The vertical extent of exchange between surface flow and sediment pore water is a key control on ecological functioning in fluvial systems. Across the diverse disciplines engaged in hyporheic-zone research, however, this exchange depth is characterized using different criteria and definitions. From a hydrodynamic and transport perspective, this raises the question of how far interface-driven scalar transport mechanisms penetrate into a porous sediment bed beneath turbulent open-channel flow.

Using pore-resolved Direct Numerical Simulation (DNS), we investigate scalar transport near the sediment--water interface within the framework of effective diffusivity. The porous medium is represented by a random sphere packing overlain by a turbulent open-channel flow characterized by a friction Reynolds number of Re_τ = 180 and a permeability Reynolds number of Re_K = 1.8. Scalar transport is modeled by solving the advection-diffusion equation for a passive scalar at Schmidt number Sc = 1, subject to a prescribed vertical concentration gradient driving bed-normal transport.

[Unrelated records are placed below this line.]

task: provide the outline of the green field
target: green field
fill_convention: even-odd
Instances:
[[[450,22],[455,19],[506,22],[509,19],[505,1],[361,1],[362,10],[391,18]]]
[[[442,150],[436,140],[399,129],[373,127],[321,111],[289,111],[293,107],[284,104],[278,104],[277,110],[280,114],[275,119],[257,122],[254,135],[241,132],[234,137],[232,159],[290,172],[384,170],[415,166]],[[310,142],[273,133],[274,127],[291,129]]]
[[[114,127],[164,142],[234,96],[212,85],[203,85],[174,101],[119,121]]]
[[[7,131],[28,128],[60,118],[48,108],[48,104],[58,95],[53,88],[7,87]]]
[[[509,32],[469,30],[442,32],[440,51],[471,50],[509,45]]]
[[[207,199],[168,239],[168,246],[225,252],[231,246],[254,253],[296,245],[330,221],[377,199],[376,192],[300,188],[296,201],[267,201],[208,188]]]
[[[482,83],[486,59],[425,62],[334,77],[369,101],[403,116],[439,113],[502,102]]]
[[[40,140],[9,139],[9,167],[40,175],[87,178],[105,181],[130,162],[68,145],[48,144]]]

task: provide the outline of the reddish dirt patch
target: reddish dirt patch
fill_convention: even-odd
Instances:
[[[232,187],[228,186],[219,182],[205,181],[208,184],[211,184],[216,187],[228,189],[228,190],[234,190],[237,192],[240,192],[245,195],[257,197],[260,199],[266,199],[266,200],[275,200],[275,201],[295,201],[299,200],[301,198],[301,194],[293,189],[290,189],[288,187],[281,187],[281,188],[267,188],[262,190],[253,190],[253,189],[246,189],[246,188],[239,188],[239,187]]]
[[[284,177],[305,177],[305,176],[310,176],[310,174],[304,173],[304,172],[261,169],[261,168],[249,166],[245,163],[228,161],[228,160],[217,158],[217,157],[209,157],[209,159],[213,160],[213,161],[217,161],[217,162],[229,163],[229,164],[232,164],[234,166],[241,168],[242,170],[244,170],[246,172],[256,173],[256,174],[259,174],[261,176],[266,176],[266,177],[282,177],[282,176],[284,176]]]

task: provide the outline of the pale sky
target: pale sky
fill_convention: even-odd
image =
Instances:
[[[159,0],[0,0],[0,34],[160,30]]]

To obtain statistically representative descriptions of the strongly three-dimensional flow and transport fields, double averaging, in time and over horizontal planes, is employed. Within this framework, the effective diffusivity model relates the plane-averaged scalar concentration to the vertical scalar flux, enabling a quantitative decomposition into turbulent transport, dispersive transport, and molecular diffusion. Revisiting the theory of horizontal averaging, we discuss the implications of different formulations of effective diffusivity and show that seemingly minor differences become significant in regions of rapidly varying porosity, such as the sediment--water interface.

In a systematic pre-study, we assess the influence of grid resolution, sampling duration, and sediment-bed depth on the resulting transport statistics. Based on this analysis, simulations are conducted at a constant flow-depth-to-sphere-diameter ratio of h_f / D = 3, combined with three sediment-bed depths corresponding to h_b / D ∈ [2, 5, 9]. To isolate interface-induced transport processes, simulations with overlying turbulent flow are compared to reference cases of scalar transport in the porous medium without free flow.

This comparison enables a clear distinction between transport mechanisms intrinsic to the porous medium and those induced by the sediment--water interface. The effective diffusivity associated with interface-driven transport decays exponentially with increasing depth below the sediment surface. Turbulent scalar transport is confined to the uppermost sediment layer, penetrating only to depths of approximately z / D ≅ 1 - 2. In contrast, dispersive transport induced by pressure fluctuations at the sediment crest dominates scalar exchange within the sediment bed. Beyond z / D ≅ 5, dispersive transport becomes negligible and scalar transport is governed predominantly by molecular diffusion, indicating the onset of a Darcy-type transport regime. Within the effective diffusivity framework, cases with h_b / D = 5 and 9 show indistinguishable behavior, whereas the shallow bed case h_b / D = 2 exhibits a pronounced attenuation of dispersive transport.

These results provide a quantitative, transport-based definition of the effective depth of interface-driven hyporheic exchange. The exponential decay of effective diffusivity, isolated from background porous-medium transport, offers a promising basis for improving reduced-order models of scalar transport in the hyporheic zone.